As I was peregrinating blogland, as I do from time to time, I noticed a thing. I have my own blog dashboard – no, really! – and it is telling me that I shall very shortly, unless you all decide you can’t bear me, be receiving my 1000th comment. Cool, huh? I will be looking out for the 1000th commentator very carefully, and I am wondering what on earth I could do to them to celebrate. Cry on them, knowing me, she added cheerfully.

Meanwhile, the madness becomes infectious – H (yes, I know, a husband!) is now hypnotised by my Cycle of Mysteries and has taken to encouraging me to pee on OPKs.

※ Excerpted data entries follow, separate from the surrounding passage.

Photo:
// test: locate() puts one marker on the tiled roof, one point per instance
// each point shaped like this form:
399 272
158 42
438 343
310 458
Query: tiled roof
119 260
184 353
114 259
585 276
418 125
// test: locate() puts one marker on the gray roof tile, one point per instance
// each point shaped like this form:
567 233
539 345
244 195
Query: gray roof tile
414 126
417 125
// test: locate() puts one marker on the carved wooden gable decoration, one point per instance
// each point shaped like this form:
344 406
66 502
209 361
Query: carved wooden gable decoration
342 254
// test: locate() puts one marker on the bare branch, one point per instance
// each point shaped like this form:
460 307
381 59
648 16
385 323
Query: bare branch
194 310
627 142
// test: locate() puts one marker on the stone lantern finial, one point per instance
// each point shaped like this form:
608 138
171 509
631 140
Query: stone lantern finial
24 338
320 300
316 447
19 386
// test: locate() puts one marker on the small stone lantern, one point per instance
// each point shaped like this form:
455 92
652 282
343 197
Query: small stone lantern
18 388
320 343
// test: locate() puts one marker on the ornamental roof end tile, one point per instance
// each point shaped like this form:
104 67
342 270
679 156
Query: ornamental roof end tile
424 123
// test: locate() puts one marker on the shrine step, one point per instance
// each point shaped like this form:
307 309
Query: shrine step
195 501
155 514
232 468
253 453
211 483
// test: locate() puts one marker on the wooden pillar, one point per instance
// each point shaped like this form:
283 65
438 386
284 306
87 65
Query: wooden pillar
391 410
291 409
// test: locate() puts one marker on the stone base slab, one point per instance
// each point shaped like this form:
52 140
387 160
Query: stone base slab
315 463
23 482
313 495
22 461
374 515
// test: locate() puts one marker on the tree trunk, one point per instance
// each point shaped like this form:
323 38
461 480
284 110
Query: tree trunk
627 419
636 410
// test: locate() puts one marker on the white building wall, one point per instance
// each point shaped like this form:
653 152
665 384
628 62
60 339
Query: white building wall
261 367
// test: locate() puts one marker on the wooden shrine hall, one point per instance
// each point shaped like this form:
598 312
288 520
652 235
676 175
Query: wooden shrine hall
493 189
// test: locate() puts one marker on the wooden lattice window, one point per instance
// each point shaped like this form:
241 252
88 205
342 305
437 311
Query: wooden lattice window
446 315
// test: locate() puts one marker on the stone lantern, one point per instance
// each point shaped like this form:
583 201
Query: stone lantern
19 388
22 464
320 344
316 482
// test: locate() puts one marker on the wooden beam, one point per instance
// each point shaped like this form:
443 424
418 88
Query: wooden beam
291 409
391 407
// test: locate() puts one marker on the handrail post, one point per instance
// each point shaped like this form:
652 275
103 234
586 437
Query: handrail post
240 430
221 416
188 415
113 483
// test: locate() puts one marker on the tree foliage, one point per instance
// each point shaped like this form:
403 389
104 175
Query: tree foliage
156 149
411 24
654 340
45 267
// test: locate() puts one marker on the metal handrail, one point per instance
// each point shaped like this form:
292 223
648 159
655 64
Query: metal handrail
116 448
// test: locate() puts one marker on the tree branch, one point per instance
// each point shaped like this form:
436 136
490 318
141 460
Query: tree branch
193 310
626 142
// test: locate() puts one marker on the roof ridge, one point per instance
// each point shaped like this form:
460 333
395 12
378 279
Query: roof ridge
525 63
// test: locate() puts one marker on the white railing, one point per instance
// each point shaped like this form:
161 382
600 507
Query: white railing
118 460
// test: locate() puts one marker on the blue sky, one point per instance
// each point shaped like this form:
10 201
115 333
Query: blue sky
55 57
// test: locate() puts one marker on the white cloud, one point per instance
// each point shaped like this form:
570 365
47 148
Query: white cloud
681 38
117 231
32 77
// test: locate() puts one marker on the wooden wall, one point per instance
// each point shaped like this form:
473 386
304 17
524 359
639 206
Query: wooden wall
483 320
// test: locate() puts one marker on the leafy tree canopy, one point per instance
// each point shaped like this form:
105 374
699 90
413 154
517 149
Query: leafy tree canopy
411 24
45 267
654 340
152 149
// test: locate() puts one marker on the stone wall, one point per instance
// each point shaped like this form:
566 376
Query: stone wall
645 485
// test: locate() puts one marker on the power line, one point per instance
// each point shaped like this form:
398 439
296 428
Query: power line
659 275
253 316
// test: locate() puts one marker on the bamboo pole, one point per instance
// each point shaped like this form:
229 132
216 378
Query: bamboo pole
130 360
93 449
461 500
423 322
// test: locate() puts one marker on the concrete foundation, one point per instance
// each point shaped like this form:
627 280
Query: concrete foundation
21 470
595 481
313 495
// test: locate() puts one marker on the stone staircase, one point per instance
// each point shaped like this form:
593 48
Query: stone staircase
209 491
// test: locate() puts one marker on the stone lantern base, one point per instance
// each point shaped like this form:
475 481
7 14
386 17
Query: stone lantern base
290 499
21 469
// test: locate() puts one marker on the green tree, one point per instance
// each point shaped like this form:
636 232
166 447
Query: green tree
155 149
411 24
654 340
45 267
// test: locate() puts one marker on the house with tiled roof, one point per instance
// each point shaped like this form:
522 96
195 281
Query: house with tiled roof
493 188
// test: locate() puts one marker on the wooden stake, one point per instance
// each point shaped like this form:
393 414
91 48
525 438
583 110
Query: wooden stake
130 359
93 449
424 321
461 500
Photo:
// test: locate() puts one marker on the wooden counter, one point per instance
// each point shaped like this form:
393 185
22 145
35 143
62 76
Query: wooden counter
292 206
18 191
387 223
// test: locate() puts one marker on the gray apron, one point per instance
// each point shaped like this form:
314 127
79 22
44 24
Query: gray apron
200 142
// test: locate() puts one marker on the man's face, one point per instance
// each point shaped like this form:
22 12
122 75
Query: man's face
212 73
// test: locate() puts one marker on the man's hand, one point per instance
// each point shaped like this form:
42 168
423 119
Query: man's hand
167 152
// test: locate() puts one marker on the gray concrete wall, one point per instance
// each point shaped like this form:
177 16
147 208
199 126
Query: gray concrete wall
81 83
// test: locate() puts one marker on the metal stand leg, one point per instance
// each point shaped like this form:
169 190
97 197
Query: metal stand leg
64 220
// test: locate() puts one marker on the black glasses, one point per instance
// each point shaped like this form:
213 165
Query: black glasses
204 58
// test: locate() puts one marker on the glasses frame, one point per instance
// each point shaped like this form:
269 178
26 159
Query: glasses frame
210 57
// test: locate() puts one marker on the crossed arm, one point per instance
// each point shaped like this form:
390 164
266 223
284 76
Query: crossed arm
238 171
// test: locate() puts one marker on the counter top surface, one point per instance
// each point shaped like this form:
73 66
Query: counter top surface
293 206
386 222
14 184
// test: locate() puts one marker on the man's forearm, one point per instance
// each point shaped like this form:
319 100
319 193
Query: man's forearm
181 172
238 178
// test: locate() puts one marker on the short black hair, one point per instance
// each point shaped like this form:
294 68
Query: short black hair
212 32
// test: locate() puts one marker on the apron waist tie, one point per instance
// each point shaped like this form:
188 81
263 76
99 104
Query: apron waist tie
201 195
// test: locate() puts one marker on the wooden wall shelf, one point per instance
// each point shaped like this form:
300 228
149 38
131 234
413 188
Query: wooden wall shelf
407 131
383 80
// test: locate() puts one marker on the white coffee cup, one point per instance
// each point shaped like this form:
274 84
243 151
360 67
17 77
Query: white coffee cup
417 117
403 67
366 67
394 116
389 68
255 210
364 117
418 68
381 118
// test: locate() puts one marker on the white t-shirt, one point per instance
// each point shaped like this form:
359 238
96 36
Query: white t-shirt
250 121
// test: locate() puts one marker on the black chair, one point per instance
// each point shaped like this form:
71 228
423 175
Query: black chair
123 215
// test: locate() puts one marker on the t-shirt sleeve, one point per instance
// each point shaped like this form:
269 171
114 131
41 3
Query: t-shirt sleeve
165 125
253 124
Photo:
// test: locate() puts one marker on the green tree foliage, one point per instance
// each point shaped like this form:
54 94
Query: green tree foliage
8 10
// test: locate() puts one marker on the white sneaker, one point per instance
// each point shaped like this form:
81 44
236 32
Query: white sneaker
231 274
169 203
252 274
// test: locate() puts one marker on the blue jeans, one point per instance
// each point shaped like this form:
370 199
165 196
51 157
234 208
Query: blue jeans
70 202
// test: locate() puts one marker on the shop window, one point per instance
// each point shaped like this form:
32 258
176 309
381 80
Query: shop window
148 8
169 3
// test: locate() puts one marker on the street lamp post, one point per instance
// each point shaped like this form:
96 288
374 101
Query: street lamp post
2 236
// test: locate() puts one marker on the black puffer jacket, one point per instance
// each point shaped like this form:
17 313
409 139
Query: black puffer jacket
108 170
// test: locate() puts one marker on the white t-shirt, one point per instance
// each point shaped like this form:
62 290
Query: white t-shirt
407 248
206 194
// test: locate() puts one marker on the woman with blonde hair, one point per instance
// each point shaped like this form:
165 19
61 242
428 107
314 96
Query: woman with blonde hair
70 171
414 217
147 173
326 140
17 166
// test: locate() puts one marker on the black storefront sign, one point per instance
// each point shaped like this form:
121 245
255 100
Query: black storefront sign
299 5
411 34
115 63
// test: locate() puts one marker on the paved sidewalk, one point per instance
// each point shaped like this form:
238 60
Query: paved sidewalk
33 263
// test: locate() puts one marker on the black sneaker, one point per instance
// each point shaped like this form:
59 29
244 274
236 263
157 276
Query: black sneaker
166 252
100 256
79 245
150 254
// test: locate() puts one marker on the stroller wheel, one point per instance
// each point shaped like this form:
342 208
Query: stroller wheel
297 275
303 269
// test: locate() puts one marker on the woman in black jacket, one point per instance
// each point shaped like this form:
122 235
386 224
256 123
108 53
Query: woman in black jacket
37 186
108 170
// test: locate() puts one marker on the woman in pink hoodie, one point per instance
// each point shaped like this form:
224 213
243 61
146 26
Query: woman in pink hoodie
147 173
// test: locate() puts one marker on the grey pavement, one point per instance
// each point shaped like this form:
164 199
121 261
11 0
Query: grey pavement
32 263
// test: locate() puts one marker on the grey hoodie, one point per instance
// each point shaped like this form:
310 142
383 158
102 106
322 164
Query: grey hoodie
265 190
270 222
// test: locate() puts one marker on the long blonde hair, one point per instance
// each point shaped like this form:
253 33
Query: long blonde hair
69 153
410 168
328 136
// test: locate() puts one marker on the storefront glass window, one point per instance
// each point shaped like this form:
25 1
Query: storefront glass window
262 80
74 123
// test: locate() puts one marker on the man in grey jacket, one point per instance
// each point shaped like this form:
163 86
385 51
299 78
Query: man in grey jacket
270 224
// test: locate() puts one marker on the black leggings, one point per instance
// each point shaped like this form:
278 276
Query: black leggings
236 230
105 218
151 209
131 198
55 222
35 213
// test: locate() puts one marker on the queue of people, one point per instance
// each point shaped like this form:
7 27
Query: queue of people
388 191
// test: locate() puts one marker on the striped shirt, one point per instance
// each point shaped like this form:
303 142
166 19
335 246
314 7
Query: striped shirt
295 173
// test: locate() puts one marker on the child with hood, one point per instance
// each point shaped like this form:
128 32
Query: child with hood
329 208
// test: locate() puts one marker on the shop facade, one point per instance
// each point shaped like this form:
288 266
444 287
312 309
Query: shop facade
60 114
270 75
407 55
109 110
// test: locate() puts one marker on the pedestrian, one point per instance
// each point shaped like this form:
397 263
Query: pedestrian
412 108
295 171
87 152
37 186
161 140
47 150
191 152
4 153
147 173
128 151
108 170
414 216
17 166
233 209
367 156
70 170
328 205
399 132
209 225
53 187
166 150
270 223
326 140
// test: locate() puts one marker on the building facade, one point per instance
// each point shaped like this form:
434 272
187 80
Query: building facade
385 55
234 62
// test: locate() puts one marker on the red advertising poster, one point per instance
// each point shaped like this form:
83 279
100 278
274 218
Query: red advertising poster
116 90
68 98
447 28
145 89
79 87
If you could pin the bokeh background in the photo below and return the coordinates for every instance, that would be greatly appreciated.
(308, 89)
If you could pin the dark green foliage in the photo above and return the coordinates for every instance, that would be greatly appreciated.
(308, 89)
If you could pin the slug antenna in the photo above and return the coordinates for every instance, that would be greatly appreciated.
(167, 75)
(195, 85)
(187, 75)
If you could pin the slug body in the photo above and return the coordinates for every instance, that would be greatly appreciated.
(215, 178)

All of which are coming back resoundingly negative, nay, buggeroffish even, thank you for asking. But the confused delay in taking provera is not bothering me overmuch – it occurred to me and my handy little desk-top calendar at work that if I leave the provera until next week, I wouldn’t have to worry about testing for, you know, resulty results, until after I hand the dissertation in, and that might just about save my marriage, if not my degree.

Incidentally, very behind on the dissertation, because of the Month Off For Doom-Laden Purposes. Curses.

If I ever start flicking wistfully through a university post-graduate prospectus again, please, someone, snatch it off me and beat some sense into me with it.

P. S. Found myself in a coffee shop queue at lunch-time behind two remarkably skinny young women, one of which was squealing to the other at the top of her remarkably shrill voice that she hadn’t even been trying yet and her husband was so thrilled and they’d always wanted a large family and her parents were going to buy them a push-chair and they hadn’t even been really trying and it was amazing and she’d better not have any coffee of course and she didn’t even feel sick yet and it was amazing. And I stood there thinking, how very un-British of her to tell the entire coffee-shop, and also, she was clearly gestating a bat and training it to echo-locate in utero because really, the squealing. And then I went back to the office and was hugely unproductive all afternoon.